Die Unternehmensverantwortungsinitiative in der Schweiz hat aufgezeigt, dass das Thema Nachhaltigkeit mehr umfasst als nur das Thema Klimaschutz. Verschiedene Anspruchsgruppen (Investoren, Kunden, Geschäftspartner etc.) fordern von Unternehmen über ein breites Spektrum hinweg ein verantwortungsvolles, nachhaltiges Wirtschaften, das einen positiven Beitrag für die Gesellschaft verlangt und die gesamten Lieferkette mitumfasst. Auch zeigen neuste Gesetze und Gesetzesänderungen im In- und Ausland, dass die Umsetzung von sog. „ESG“-Massnahmen und die transparente Berichterstattung darüber (Environmental, Social and Governance) kein „nice-to-have“ mehr sind.
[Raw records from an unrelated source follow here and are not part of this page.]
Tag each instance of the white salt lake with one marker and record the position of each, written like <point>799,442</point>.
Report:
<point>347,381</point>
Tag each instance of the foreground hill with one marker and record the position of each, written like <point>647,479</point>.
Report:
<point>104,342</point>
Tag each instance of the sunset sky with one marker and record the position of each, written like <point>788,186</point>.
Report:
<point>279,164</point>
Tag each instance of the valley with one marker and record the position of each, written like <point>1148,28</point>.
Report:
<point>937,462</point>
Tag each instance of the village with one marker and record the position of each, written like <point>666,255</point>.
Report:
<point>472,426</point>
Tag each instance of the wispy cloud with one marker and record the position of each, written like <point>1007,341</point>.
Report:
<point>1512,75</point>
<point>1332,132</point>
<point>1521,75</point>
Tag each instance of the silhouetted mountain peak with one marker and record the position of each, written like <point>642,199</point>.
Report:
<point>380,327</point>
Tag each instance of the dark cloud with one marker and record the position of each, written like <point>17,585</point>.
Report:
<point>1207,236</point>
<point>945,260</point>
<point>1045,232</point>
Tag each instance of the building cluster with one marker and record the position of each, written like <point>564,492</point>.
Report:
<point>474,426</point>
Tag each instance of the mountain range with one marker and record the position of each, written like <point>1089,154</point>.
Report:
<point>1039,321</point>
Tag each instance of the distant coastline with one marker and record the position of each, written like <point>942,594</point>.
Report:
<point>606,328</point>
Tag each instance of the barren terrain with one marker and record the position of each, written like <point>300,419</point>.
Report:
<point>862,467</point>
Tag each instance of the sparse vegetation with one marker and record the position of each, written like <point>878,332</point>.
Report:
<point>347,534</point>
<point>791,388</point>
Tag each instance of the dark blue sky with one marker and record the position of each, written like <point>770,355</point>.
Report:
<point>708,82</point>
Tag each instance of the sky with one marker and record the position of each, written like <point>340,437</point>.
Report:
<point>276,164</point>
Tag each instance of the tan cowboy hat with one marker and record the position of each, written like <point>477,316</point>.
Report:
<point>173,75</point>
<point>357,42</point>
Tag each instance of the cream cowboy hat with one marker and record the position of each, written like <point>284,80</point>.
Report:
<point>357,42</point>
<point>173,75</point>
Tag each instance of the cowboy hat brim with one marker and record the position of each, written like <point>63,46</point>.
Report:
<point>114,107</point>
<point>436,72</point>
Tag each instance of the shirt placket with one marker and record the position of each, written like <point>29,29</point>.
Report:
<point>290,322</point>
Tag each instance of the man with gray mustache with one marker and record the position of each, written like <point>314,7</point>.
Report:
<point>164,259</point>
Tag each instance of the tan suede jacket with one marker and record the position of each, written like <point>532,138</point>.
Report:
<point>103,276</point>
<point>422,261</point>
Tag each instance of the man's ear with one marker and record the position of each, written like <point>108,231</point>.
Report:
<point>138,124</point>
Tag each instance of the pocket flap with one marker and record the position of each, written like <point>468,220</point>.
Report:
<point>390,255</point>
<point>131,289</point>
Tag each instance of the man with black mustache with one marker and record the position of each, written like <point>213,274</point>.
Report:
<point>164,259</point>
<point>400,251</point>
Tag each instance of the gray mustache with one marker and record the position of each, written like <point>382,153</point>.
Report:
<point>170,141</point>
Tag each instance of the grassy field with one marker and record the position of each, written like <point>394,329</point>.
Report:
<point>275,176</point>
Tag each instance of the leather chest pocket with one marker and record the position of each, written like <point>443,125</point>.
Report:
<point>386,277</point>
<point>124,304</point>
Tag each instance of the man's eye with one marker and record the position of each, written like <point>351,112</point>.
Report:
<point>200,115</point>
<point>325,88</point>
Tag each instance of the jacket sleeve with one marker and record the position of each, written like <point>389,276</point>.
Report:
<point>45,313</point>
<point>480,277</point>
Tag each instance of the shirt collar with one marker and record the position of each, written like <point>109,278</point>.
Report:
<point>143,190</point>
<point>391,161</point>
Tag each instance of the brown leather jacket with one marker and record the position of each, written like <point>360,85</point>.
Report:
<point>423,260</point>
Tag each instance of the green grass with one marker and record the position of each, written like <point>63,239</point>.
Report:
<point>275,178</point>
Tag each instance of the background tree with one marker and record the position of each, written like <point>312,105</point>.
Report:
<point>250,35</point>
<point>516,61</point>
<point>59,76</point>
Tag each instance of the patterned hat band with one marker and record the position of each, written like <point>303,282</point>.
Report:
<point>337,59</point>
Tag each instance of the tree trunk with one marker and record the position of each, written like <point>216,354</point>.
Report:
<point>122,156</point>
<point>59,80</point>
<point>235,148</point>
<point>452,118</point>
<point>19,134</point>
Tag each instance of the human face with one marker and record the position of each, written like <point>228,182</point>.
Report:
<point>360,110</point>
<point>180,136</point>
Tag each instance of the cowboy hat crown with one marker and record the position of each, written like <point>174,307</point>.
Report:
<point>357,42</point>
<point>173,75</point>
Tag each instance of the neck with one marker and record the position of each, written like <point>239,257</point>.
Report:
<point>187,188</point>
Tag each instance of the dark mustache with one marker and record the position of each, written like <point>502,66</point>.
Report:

Was versteht man unter „ESG“?
ESG steht für Environmental, Social und Governance und wird verstanden als eine Reihe von Geschäftspraktiken (einschliesslich Strategien, Verfahren und Kennzahlen, usw.), die ein Unternehmen definiert hat, um seine negativen Auswirkungen auf die Umwelt, die Gesellschaft und den Bereich der Unternehmensführung zu begrenzen und/oder seine positiven Auswirkungen zu verstärken und darüber transparent zu berichten. Der Erfolg und Wert eines Unternehmens werden von der Aussenwelt (aber auch von den Mitarbeitenden) nicht mehr nur darin gemessen, was der kurzfristige Unternehmensgewinn ist, sondern darin, wie nachhaltig und ethisch korrekt ein Unternehmen im Geschäftsverkehr agiert und welchen positiven Beitrag dieses an die Gesellschaft leistet.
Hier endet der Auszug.